Ornithomaniacs (Schmitt)

Schmitt © Casterman – 2017

Niniche est une adolescente à part. Elle est fille unique et vit avec une mère excentrique, rabat-joie, hystérique et totalement hermétique à ce que peut bien vouloir sa fille. Elle s’agite dans tous les sens, se plaint en permanence et prétend savoir ce qui est bon pour sa fille. En somme, sa mère est totalement dépassée par la situation et passe son temps à hurler ses injonctions à sa fille d’une pièce à l’autre.

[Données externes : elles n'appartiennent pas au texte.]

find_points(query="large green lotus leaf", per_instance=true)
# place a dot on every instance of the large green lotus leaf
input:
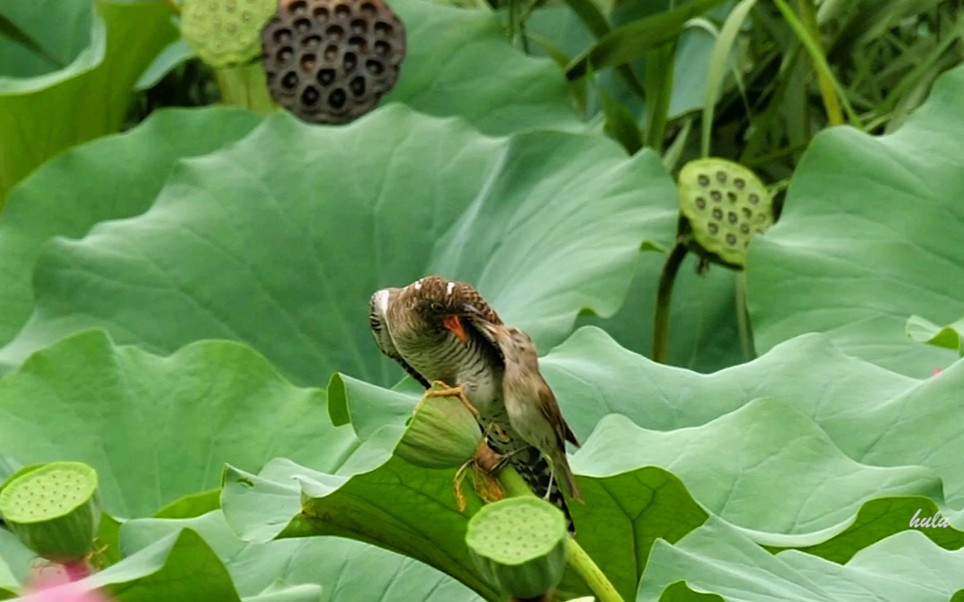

L’appartement de la mère de Niniche est atypique. On dirait un paquebot avec de grandes baies vitrées qui dominent la ville, des hauts plafonds tombent des lustres aux forme design. Tout est design, impersonnel, clinquant. Du coup, la chambre de Niniche est devenue son antre. Un antre avec un fauteuil en forme d’œuf dans lequel l’adolescente se love. Nichée dans cette cavité douillette, elle rive ses yeux et ses oreilles à son portable. Grâce à lui, elle est en contact quasi permanent avec son amie Tina. Tina l’écoute, la conseille, la soutient.

Niniche a de toutes petites ailes depuis sa naissance. De si petites ailes qu’il est impensable pour elle de voler. Elle les cache derrière un petit sac à dos qui ne contient rien de précieux. Niniche n’en peut plus d’entendre sa mère polémiquer sur les OGM qui ont fait de sa fille un être hybride et tenter d’ameuter les journalistes, seuls capables de montrer au monde entier sa monstruosité. Niniche ne veut pas, Niniche ne veut plus de ces ailes et ce jour-là, Tina lui annonce qu’elle a trouvé un médecin qui accepte de les lui enlever. Alors Niniche part. Sur les indications de Tina, elle arrive devant la clinique. Mais ledit bâtiment est un vieux manoir lugubre et à moitié en ruine. Il y a là des centaines d’oiseaux à ses pieds, lui montrent-ils le chemin ou faut-il voir là un mauvais présage ? Lorsque la porte du petit château s’ouvre, c’est un squelette coiffé d’un sombrero qui lui ouvre. Il s’appelle Icare. L’étrange majordome la conduit au Professeur Balaeniceps Rex, un oiseau mutant vêtu d’un costume en queue de pie. Comme chaque fois que la situation devient trop angoissante pour « Nine », elle s’endort… et un autre monde s’ouvre à elle.

Moi, quand je suis stressée, je m’endors et je rêve que je suis un oiseau.

Certains disent que cette jeune « mutante » ne dénoterait pas dans un film de Tim Burton. C’est vrai qu’en petite Alice, elle ne dénoterait mais. Mais en découvrant ses doutes et son air un peu fier et boudeur, en la voyant tantôt triste tantôt perdue dans ses pensées, elle me fait penser à certains clowns blancs. Mais pour son caractère frondeur et sa pugnacité, Niniche me fait davantage penser à Courtney Crumrin, une autre héroïne au look gothique dont je garde un excellent souvenir. Niniche est douce et électrique à la fois.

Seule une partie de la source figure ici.